Universe Should Not Actually Exist: Big Bang Produced Equal Amounts Of Matter And Antimatter


Scientists said that the universe should not really exist at all, citing that matter and antimatter should have annihilated each other right from the beginning because they were produced in equal amounts.

Matter And Antimatter

Scientists who conducted experiments at the CERN in Switzerland have found that besides producing opposing charges, matter and antimatter are completely identical.

"All of our observations find a complete symmetry between matter and antimatter, which is why the Universe should not actually exist," said study researcher Christian Smorra.

Matter and antimatter are both bound to get destroyed when they meet. The Big Bang that marked the birth of the universe, however, is known to have produced equal amounts of matter and antimatter.

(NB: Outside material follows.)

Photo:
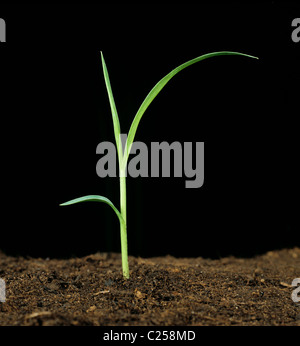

This means that there must be something that scientists do not yet know about that stopped the destruction of both the oppositely charged twins when the universe was born.

Scientists hoped that the magnetic properties of antiproton, the antimatter equivalent of matter's regular proton, could offer the missing imbalance between matter and antimatter.

"At its core, the question is whether the antiproton has the same magnetism as a proton," said Stefan Ulmer, spokesperson of the Baryon Antibaryon Symmetry Experiment (BASE) at CERN. "This is the riddle we need to solve."

No Significant Discrepancy

After making what to date are the most accurate measurements, however, scientists still failed to find a discrepancy between the two types of matter.

Researchers used a two-particle measurement method that involves simultaneously trapping and measuring two separate antiprotons within an even magnetic field.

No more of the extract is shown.